I raised the bottle to my lips, letting the liquid slide down my throat in heavy gulps until my throat flared, heating my chest with the force of a thousands suns, smoldering my stomach and clouding my vision.
Through hazy eyes, I'd glanced over at Lucky to find a grin splitting his face into two perfect halves. Slow, astounded chuckles departed from his lips. I settled the drink between us, resting my hand on his knee, gasping for air between laughs.
I felt his hands against the nape of my neck as I clutched my chest, "Damn, are you gonna be alright?" he asked through stifled laughter.
My eyes were already growing heavy, my brain already swirling on the cusp of inebriated. When I finally regained some sort of equilibrium, I slumped backward, still able to decipher the heat of his palm along my neck. For a moment, his hand lingered, then slipped away, leaving a gentle trail as it moved.
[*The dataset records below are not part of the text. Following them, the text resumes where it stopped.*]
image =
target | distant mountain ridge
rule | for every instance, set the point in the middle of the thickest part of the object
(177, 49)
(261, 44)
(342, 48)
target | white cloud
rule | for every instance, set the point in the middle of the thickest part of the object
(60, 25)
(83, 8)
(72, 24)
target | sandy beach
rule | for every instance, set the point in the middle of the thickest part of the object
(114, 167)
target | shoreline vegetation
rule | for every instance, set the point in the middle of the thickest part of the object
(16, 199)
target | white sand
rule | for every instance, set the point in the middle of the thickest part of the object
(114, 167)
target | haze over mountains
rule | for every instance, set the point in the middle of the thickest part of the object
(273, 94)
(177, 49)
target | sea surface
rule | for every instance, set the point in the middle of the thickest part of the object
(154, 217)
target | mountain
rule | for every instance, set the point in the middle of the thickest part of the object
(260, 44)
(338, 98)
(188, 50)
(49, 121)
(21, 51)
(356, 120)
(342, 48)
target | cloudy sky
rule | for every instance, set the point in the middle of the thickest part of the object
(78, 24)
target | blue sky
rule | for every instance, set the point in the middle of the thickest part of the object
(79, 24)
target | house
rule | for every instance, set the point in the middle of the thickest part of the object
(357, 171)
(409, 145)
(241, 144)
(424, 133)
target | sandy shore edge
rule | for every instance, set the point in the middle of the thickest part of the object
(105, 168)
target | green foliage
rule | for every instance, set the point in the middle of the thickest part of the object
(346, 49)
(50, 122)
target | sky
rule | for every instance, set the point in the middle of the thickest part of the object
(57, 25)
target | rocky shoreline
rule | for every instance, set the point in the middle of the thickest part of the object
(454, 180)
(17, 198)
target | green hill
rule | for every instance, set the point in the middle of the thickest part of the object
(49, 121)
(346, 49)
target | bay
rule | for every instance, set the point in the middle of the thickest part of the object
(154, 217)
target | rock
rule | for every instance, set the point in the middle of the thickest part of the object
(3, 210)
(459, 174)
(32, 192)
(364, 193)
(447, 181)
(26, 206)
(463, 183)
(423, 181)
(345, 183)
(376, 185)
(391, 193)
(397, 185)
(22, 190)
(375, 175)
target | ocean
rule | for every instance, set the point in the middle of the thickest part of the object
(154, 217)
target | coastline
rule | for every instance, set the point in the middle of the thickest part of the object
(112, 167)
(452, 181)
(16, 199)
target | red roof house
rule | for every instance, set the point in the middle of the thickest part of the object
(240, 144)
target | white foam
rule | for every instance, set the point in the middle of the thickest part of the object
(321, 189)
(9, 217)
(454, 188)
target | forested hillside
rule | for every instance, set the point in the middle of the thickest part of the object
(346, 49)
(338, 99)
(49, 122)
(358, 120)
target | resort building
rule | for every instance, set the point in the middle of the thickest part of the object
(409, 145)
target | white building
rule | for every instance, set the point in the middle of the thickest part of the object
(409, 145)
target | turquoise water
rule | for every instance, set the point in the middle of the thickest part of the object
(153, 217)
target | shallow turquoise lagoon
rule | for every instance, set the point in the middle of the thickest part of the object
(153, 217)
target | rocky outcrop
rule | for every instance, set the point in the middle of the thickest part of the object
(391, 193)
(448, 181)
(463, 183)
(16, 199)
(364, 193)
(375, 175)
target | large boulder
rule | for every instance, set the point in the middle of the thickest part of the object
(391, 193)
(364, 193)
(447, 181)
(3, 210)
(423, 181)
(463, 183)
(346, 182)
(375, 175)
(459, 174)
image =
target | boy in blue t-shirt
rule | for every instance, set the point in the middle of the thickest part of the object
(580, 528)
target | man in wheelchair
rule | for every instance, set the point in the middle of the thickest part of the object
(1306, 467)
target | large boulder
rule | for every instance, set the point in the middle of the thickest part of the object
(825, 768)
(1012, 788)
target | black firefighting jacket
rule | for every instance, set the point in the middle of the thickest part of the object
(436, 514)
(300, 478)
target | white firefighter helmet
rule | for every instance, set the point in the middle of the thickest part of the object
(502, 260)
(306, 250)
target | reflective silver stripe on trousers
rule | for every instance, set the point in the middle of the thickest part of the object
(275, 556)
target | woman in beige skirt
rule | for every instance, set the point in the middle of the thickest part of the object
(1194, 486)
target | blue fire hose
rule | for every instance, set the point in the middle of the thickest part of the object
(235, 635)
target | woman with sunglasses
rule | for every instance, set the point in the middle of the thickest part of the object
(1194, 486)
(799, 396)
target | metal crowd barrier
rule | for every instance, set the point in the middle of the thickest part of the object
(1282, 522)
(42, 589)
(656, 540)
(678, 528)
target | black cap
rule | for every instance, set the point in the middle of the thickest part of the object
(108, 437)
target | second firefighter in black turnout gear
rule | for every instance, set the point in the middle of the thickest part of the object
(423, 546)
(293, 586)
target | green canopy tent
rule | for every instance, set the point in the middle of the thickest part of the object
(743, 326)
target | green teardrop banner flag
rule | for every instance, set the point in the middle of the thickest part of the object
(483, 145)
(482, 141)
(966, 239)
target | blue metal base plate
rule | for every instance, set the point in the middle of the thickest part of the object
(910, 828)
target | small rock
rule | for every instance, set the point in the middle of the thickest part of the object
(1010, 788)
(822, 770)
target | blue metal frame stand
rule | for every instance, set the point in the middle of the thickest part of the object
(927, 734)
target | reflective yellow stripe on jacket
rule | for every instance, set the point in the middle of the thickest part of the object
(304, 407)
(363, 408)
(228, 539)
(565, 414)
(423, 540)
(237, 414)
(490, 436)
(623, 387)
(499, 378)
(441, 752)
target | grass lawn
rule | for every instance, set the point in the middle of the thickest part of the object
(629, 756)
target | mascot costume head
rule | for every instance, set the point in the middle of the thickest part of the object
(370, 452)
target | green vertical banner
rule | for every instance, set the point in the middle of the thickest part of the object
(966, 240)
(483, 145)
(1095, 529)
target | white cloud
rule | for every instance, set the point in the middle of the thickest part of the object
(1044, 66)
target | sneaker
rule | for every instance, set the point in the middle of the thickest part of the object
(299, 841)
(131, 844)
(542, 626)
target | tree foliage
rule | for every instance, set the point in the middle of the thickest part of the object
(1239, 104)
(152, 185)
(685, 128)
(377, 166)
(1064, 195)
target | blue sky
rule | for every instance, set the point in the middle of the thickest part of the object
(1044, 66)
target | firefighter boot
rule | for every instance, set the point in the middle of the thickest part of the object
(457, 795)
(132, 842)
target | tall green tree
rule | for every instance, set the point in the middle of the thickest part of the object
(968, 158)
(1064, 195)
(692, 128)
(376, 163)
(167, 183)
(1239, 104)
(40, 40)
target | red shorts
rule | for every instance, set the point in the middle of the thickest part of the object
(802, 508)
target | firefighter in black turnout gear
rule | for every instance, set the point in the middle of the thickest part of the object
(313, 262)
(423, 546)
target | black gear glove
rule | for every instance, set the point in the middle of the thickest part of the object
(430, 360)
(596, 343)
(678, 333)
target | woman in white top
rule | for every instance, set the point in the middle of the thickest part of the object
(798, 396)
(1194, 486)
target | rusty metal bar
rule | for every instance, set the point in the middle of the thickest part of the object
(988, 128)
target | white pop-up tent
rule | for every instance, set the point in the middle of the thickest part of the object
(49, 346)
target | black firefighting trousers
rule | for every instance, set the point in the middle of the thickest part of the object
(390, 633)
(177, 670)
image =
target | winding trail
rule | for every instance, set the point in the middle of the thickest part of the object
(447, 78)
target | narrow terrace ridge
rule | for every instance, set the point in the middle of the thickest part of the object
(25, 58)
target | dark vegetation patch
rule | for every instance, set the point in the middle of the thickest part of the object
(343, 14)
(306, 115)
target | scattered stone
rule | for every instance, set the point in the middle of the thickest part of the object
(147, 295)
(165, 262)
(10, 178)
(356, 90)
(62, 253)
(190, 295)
One hand shifted at the base of my skull. Relaxed fingers tangled in the loose strands of hair that had unraveled from the single braid down my backside as he detached himself from me. Lingering touches along my arm. Shared sighs. Stolen glances of assurance. His pinky jutted outward, barely grazing my own as he eyed me, carefully monitoring my state.
Satisfied enough, he'd slumped back against the tree trunk as well, releasing the bottle from my hold and assuming possession.
A goofy spread across my lips, now varnished in a sour raspberry glaze from the forty-ounce, of what I now realize was rosé.
We polished off the bottle, draining it completely in less than an hour. I don't recall talking much, just laughing childishly about things I can't possibly recall now.
Regrettably, it was a night I longed to remember, because I'd tasted his lips. My best friend and I had shared a drunken kiss beneath the stars. My best friend. Luther James Sommers.
The boy it has always beat for, the boy my heart can't seem to escape, the boy who ended up breaking it with a single phone call the day after my twenty-fourth birthday, the boy whose wedding I'm essentially planning.
A wedding I had always anticipated being in, and not by headlining as the best woman. It sounds a little crazy in retrospect, doesn't it? Maybe because it absolutely is.